Gli scogli principali sono il ruolo del presidente siriano Bashar al-Assad, sostenuto in particolare (ma non solo) dalla Russia, e chi ha titolo di sedere al tavolo delle trattative, con l’Arabia Saudita che insiste nel volervi portare anche quei gruppi sunniti che nella scala di grigi risultano essere vicinissimi al jihadismo.
Fatto sta che i primi a saltare sono stati i curdi siriani del Ypd (Unione democratica curdo siriana), impegnati nella difesa e nel mantenimento delle regioni di Cizre, Kobane ed Efrin, la cui azione ha impedito all’Isis di estendere un controllo del territorio di 400 chilometri lungo il confine turco: giunti nella città elvetica, la delegazione curda non ha neanche fatto in tempo a disfare le valigie ed ha dovuto prendere il primo aereo di ritorno in quanto non vi era nessun invito. Questo su intervento della Turchia, che considera l’Ypd del Rojava un’organizzazione terroristica in contatto con il Pkk, come pure delle delegazioni delle opposizioni, che hanno ostacolato la partecipazione dei curdi in quanto considerati (a torto o a ragione) fedeli al governo di Damasco.
In questa logica assurda, per cui c’è chi ha tentato di fare la terza riunione di Ginevra senza coinvolgere le parti ritenute scomode (Russia compresa), poco ha pesato l’impegno dei curdi di difendere Kobane fino a contrattaccare e sottrarre all’Isis parti del territorio.

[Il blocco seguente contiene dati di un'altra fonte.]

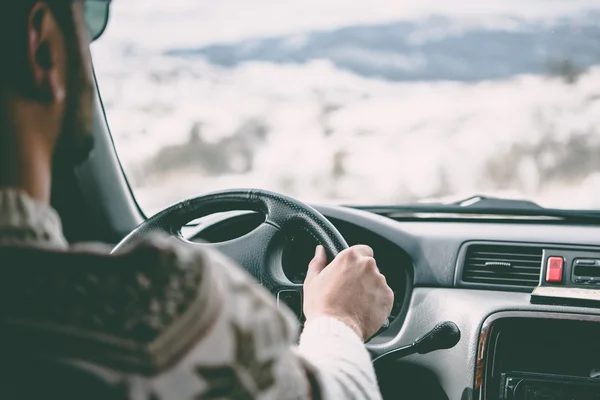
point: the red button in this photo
(554, 269)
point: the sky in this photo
(158, 23)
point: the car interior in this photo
(516, 283)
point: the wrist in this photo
(347, 321)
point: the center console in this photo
(539, 356)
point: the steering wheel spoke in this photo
(260, 251)
(253, 251)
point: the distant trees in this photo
(564, 68)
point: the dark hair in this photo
(13, 37)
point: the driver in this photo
(77, 319)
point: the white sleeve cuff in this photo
(338, 359)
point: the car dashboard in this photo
(479, 275)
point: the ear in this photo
(46, 54)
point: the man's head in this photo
(46, 84)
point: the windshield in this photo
(355, 102)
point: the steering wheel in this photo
(258, 252)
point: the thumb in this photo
(318, 263)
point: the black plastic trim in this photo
(460, 263)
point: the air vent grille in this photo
(503, 265)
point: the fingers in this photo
(360, 250)
(318, 263)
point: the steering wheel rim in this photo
(255, 250)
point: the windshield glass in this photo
(355, 102)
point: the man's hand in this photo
(350, 289)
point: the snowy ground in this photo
(337, 137)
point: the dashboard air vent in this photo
(503, 265)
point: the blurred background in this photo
(356, 102)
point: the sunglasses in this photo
(96, 16)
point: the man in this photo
(158, 321)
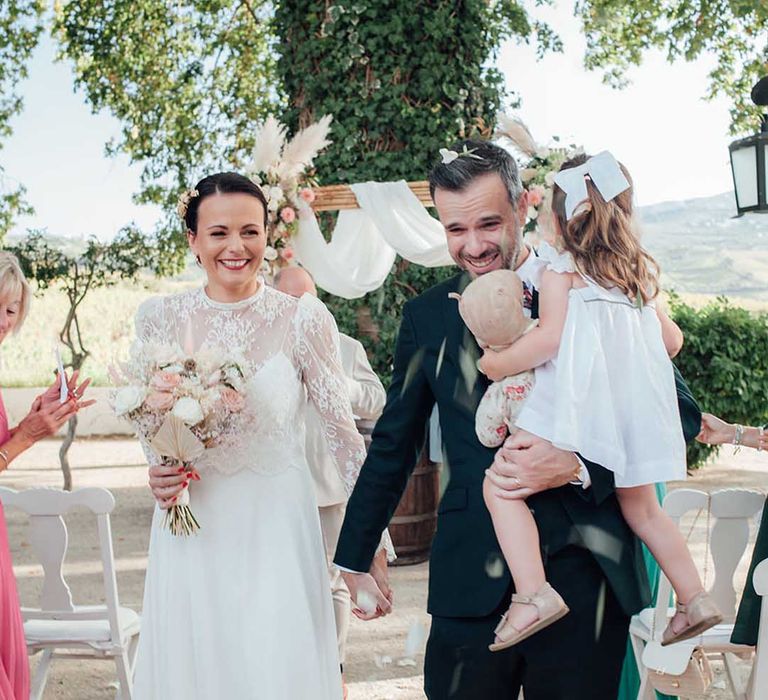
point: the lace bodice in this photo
(285, 346)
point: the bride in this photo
(242, 609)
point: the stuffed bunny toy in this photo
(492, 308)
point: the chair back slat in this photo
(48, 539)
(728, 542)
(108, 572)
(729, 512)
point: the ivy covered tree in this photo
(99, 265)
(402, 79)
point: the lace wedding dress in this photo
(242, 609)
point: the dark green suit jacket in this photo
(435, 361)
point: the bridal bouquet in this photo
(181, 405)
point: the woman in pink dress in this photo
(45, 417)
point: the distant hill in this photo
(703, 249)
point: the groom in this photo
(590, 555)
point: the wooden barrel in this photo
(413, 525)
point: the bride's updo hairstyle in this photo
(602, 238)
(221, 183)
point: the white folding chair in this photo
(729, 512)
(758, 683)
(85, 631)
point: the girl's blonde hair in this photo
(602, 238)
(13, 285)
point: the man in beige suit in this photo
(367, 397)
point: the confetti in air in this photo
(366, 602)
(494, 566)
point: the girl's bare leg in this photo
(643, 513)
(519, 540)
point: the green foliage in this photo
(20, 29)
(735, 32)
(402, 79)
(99, 265)
(188, 81)
(724, 362)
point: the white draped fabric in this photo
(362, 250)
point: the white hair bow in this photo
(605, 173)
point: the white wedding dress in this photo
(242, 609)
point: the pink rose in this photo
(307, 194)
(232, 400)
(288, 215)
(159, 401)
(165, 381)
(536, 195)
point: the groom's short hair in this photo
(476, 158)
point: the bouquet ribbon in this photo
(175, 440)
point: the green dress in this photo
(748, 616)
(630, 679)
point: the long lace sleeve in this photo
(148, 327)
(318, 356)
(320, 363)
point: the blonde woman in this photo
(715, 431)
(45, 417)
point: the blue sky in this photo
(674, 143)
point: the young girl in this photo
(604, 389)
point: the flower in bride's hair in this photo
(288, 215)
(448, 156)
(536, 195)
(188, 410)
(159, 401)
(183, 204)
(128, 399)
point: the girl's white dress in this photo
(610, 393)
(242, 609)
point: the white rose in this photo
(188, 410)
(270, 253)
(128, 399)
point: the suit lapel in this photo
(462, 351)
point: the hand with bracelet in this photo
(715, 431)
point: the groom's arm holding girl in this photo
(398, 439)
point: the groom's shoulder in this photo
(427, 301)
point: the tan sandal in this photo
(702, 614)
(550, 606)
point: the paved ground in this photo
(381, 663)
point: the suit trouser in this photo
(577, 658)
(331, 518)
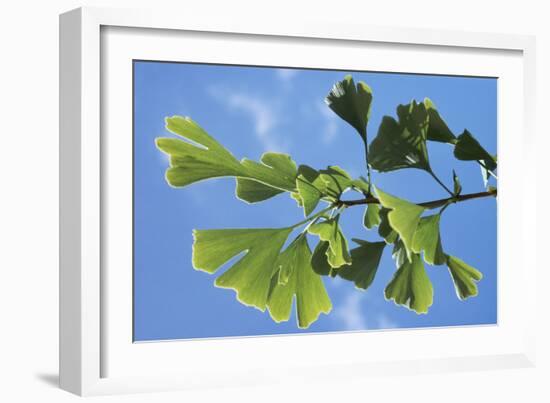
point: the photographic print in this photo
(273, 200)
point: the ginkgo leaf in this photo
(399, 253)
(372, 215)
(351, 103)
(457, 187)
(204, 158)
(253, 191)
(362, 185)
(401, 144)
(310, 188)
(403, 217)
(467, 148)
(437, 128)
(365, 260)
(411, 286)
(464, 277)
(336, 179)
(311, 296)
(427, 239)
(329, 230)
(251, 275)
(384, 228)
(319, 261)
(190, 163)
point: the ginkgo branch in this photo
(429, 204)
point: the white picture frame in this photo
(96, 354)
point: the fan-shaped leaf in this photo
(205, 158)
(437, 128)
(403, 217)
(319, 261)
(467, 148)
(337, 252)
(411, 286)
(457, 187)
(365, 260)
(300, 281)
(311, 188)
(464, 277)
(384, 229)
(372, 215)
(426, 238)
(352, 103)
(251, 275)
(401, 144)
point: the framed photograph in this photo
(245, 203)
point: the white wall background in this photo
(29, 196)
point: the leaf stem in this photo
(310, 218)
(429, 204)
(369, 177)
(440, 182)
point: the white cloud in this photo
(350, 312)
(260, 110)
(286, 75)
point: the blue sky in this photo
(251, 110)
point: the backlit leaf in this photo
(401, 144)
(251, 275)
(319, 261)
(437, 128)
(365, 260)
(464, 277)
(427, 239)
(467, 148)
(457, 187)
(403, 217)
(336, 179)
(372, 215)
(301, 282)
(202, 157)
(311, 188)
(352, 103)
(337, 252)
(384, 228)
(411, 286)
(252, 191)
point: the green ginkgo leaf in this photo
(464, 277)
(384, 228)
(319, 261)
(467, 148)
(372, 215)
(311, 188)
(437, 128)
(403, 217)
(251, 275)
(427, 239)
(362, 185)
(191, 163)
(337, 180)
(365, 260)
(300, 281)
(351, 103)
(411, 286)
(253, 191)
(329, 231)
(401, 144)
(204, 158)
(457, 187)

Davanti all’evidente smacco, il leader del Ypd Saleh Muslim ha fatto sapere che “Non ci impegneremo ad aderire ad alcuna decisione che dovesse essere presa a Ginevra, ivi compreso un eventuale accordo di cessate-il-fuoco”.
Proteste per l’assenza dei curdi sono arrivate dal rappresentante permanente della Russia presso le Nazioni Unite, Alexey Borodavkin, il quale ha twittato che “I curdi siriani sono cittadini della Siria. Hanno il diritto di essere coinvolti nei colloqui sul futuro del loro paese”.
L’Arabia Saudita a Ginevra sta sponsorizzando l’Hnc, l’Alta rappresentanza delle opposizioni che raggruppa ben 32 fazioni di ribelli sunniti anche dichiaratamente salafiti, come nel caso di Ahrar al-Sham e Jaysh al-Islam. Ad opporsi (per ora invano) alla loro presenza sono stati, oltre a Damasco, la Russia e l’Iran. Tra l’altro il leader di Jaysh al-Islam, Zahran Alloush, è rimasto ucciso in un raid russo il 25 dicembre proprio perché considerato un terrorista, ed oggi il fratello Mohammed vorrebbe essere incluso nei negoziati.
L’esclusione di una parte dei 32 gruppi dell’Hnc potrebbe arrivare dagli incontri preparatori con Staffan de Mistura, il quale è chiamato ad individuare una formula di equilibrio tra le rappresentanze tale da salvare le trattative.
A Ginevra sono giunti anche rappresentanze delle opposizioni non facenti parte dell’Hnc, come il Gruppo del Cairo, gradito da Mosca, e i rappresentati della minoranza cristiana.
Il primo a muoversi è stato l’Hnc, il cui portavoce Salim Muslet ha chiesto “l’immediato rilascio di donne e bambini prigionieri, la fine dei raid aerei russi e del regime e la fine dell’assedio delle città”, pur precisando che tali richieste non rappresentano delle “precondizioni”. Il leader dell’Hnc, Riad Hijab, non presente a Ginevra, ha però precisato che le trattative non hanno senso “se il regime continua a commettere questi crimini”.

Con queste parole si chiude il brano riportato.